Wanneer de kopers zich in de verkoopovereenkomst het recht voorbehouden om “het respectievelijk door hen aan te kopen deel of de aan te kopen verhouding te bepalen, onderling tussen hen of voor een bestaande of op te richten vennootschap hebben zij aldus de mogelijkheid opengelaten om een derde in hun plaats te stellen, wat neerkomt op een aankoop met mogelijkheid van commandverklaring.
Artikel 159, 1° van het W. Reg. somt de voorwaarden op waaraan de aanduiding van een lastgever (de commandverklaring) op fiscaal vlak, met name voor de heffing van de registratierechten, moet voldoen om niet als een doorverkoop te worden beschouwd en niet aan het evenredig recht maar aan het algemeen vast recht te worden getaxeerd.
Eén van deze voorwaarden is dat de commandverklaring wordt neergelegd in een authentieke akte.

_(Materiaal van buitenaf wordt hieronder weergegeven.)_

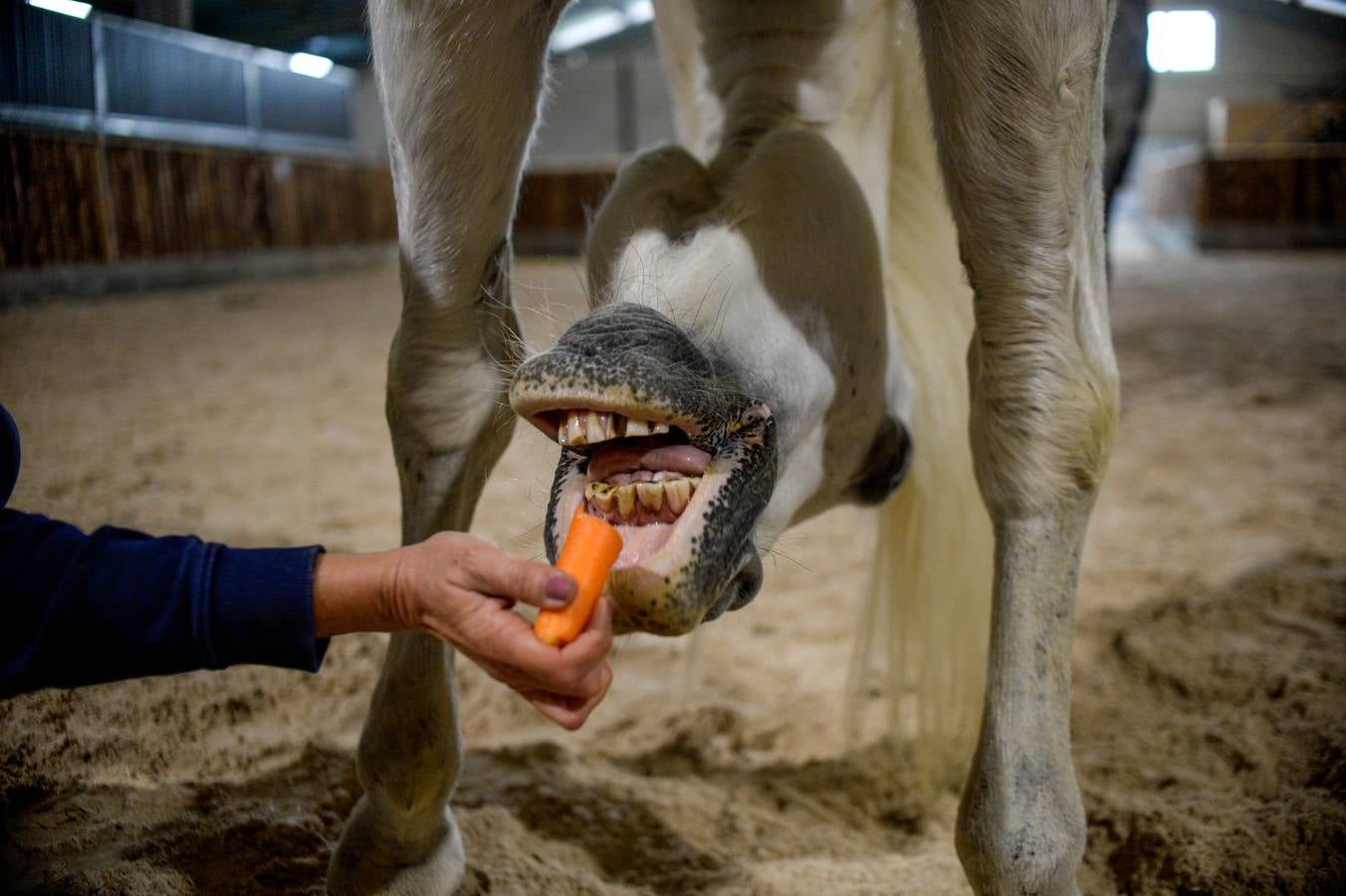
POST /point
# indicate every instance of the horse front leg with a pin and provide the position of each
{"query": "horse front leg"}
(461, 85)
(1016, 96)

Het niet voldaan zijn aan deze voorwaarden belet echter niet dat op burgerrechtelijk vlak, de aanduiding van een lastgever die in een onderhandse akte is neergelegd perfect rechtsgeldig is.
Geen enkele civielrechtelijke bepaling schrijft immers voor dat een commandverklaring maar geldig zou zijn wanneer zij wordt neergelegd in een authentieke akte.

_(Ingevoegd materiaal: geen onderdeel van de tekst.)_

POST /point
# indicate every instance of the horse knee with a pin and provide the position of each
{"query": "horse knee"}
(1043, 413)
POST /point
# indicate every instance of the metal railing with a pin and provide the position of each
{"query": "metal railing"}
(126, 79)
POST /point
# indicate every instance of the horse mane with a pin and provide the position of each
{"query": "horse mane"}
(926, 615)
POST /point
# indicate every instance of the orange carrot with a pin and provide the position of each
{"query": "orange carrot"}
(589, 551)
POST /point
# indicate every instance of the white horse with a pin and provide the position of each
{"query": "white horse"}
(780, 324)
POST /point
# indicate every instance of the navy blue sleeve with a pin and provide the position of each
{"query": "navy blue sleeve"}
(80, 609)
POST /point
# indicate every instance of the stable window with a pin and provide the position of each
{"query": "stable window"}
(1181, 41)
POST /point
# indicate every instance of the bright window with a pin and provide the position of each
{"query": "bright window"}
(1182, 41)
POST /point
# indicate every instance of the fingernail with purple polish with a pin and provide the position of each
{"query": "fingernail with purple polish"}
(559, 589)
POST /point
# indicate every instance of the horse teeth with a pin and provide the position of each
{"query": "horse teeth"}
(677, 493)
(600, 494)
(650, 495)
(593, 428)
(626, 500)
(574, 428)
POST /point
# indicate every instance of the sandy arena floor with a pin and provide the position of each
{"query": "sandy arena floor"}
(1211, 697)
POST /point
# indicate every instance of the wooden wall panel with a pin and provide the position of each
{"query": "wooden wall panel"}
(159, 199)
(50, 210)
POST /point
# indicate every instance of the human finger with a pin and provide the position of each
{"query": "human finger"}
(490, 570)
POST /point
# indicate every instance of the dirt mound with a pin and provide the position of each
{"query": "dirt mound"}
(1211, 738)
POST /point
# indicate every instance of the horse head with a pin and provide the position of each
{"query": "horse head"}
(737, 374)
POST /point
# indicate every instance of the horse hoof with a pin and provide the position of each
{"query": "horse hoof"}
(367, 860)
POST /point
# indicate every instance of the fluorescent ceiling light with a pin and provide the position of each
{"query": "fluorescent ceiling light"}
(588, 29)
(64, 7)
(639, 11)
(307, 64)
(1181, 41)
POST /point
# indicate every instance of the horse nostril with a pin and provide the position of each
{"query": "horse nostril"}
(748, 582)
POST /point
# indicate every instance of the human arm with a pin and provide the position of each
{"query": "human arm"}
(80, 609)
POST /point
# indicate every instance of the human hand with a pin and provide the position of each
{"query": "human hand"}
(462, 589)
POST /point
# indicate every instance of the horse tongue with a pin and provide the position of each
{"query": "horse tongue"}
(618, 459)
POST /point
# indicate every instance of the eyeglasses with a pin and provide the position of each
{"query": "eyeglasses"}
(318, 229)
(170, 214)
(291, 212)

Ook artikel 159, 1° W. Reg. zegt dat niet: dat artikel zegt enkel dat een aanduiding van lastgever van het evenredig recht wordt vrijgesteld indien, onder meer, de aanduiding bij authentieke akte is geschied en zij ter kennis wordt gebracht van de ontvanger der registratie uiterlijk op de eerste werkdag na de dag van het contract.
Bij gebrek aan specifieke (civielrechtelijke) bepalingen, is het gemeen verbintenissen- en kooprecht van toepassing. Daarin wordt nergens voorgeschreven dat, bij een koop-verkoop uit de hand, een commandverklaring maar geldig is wanneer zij bij authentieke akte geschiedt.